This block (Figure 6) generates the BFU's in three steps, combining techniques from subband coding and transform coding. First, the signal is broken down into three subbands: 0-5.5 kHz, 5.5-11 kHz, and 11-22 kHz. Each of these subbands is then transformed into the frequency domain, producing a set of spectral coefficients. Finally, these spectral coefficients are grouped nonuniformly into BFU's. Figure 6 The subband decomposition is performed using Quadrature Mirror Filters (QMF's) [0-10]. The input signal is divided into upper and lower frequency bands by the first QMF, and the lower frequency band is divided again by a second QMF. Use of QMF's ensures that time-domain aliasing caused by the subband decomposition will be cancelled during reconstruction.

Each of the three subbands is then transformed into the frequency domain using the Modified Discrete Cosine Transform (MDCT) [11-12]. The MDCT allows up to 50% overlap between time-domain windows, leading to improved frequency resolution while maintaining critical sampling. Instead of a fixed transform block length, however, ATRAC chooses the block length adaptively based on the signal characteristics in each band. There are two modes: long mode (11.6 ms) and short mode (1.45 ms in the high frequency band, 2.9 ms in the others). Normally long mode is used to provide good frequency resolution. However, problems may occur during attack portions of the signal. Specifically, the quantization noise is spread over the entire signal block, and the initial quantization noise is not masked (Figure 8a); this problem is called pre-echo. In order to prevent pre-echo, ATRAC switches to short mode (Figure 8b) when it detects an attack signal. In this case, because there is only a short segment of noise before the attack, the noise will be masked by backward masking (section 2.2). Backward masking is not effective for Long Mode because of its very short duration. Thus, ATRAC achieves efficient coding in stationary regions while responding quickly to transient passages. Figure 8 Note that short mode is not necessary for signal decay, because the quantization noise will be masked by forward masking which lasts much longer than backward masking. For maximum flexibility, the block size mode can be selected independently for each band.

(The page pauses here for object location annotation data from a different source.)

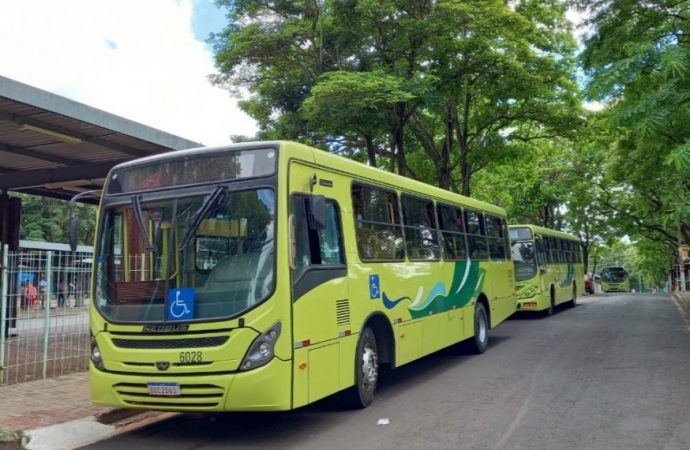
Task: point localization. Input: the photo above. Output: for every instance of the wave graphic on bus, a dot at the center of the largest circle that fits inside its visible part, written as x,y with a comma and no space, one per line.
468,282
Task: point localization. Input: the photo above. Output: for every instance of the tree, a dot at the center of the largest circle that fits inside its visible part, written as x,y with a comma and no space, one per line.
46,220
465,79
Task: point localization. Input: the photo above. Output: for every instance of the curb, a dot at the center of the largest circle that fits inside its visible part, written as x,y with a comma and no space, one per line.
81,432
11,442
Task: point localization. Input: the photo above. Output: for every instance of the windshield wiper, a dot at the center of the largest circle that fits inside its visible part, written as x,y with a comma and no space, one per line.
210,202
136,205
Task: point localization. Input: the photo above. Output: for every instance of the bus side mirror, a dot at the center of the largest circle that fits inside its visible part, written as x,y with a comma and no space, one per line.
317,212
73,233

The MDCT spectral coefficients are then grouped into BFU's. Each unit contains a fixed number of coefficients. In the case of long mode, the units reflect 11.6 ms of a narrow frequency band; in the case of short mode, each block reflects a shorter time but a wider frequency band (Figure 9). Note that the concentration of BFU's is greater at low frequencies than at high frequencies; this reflects the psychoacoustic characteristics of the human ear. Figure 9

3.2 Spectral Quantization

The spectral values are quantized using two parameters: wordlength and scale factor. The scale factor defines the full-scale range of the quantization, and the wordlength defines the precision within that scale. Each BFU has the same wordlength and scale factor, reflecting the psychoacoustic similarity of the grouped frequencies.

The scale factor is chosen from a fixed list of possibilities, and reflects the magnitude of the spectral coefficients in each BFU. The wordlength is determined by the bit allocation algorithm (section 3.3).

For each sound frame (corresponding to 512 input points), the following information is stored in disc:

  • MDCT block size mode (long or short).
  • Wordlength data for each Block Floating unit.
  • Scale factor code for each Block Floating unit.
  • Quantized spectral coefficients.

In order to guarantee accurate reconstruction of the input signal, critical data such as the block size mode, wordlength and scale factor data may be stored redundantly. Information about quantities of redundant data is also stored on the disc.

3.3 Bit Allocation

The bit allocation algorithm divides the available data bits between the various BFU's. Units with a large number of bits will have little quantization noise; units with few or no bits will have significant quantities of noise. For good sound quality, the bit allocation algorithm must ensure that critical units have sufficient bits, and that the noise in non-critical units is not perceptually significant.

ATRAC does not specify a bit allocation algorithm; any appropriate algorithm may be used. The wordlength of each BFU is stored on the MiniDisc along with the quantized spectra, so the decoder is completely independent of the allocation algorithm. This provides for the evolutionary improvement of the encoder without changing the MiniDisc format or the decoder.

There are many possible algorithms, ranging from very simple to extraordinarily complex. For portable MiniDisc recorders, however, the possibilities are limited somewhat by the fact that they must be implemented on low-cost low-power compact hardware. Nevertheless, ATRAC is capable of good sound quality using even a simple bit allocation algorithm, provided it is soundly based on psychoacoustic principles. ATRAC's nonuniform adaptive time-frequency structure is already based on psychoacoustics, relieving the pressure on the bit allocation algorithm.

One suggested algorithm uses a combination of fixed and variable bits. The fixed bits emphasize the important low-frequency regions, allocating fewer bits to the BFU's in higher frequencies. The variable bits are allocated according to the logarithm of the spectral coefficients within each BFU. The total bit allocation btot is the weighted sum of the fixed bits bfix(k) and the variable bits bvar(k). Thus, for each BFU k,

btot(k) = Tbvar + (1-T)bfix

The weight T is a measure of the tonality of the signal, taking a value close to 1 for pure tones, and close to 0 for white noise. This means that the proportion of fixed and variable bits is itself variable. Thus, for pure tones, the available bits will be concentrated in a small number of BFU's. For more noise-like signals, the algorithm will emphasize the fixed bits in order to reduce the number of bits allocated to the insensitive high frequencies.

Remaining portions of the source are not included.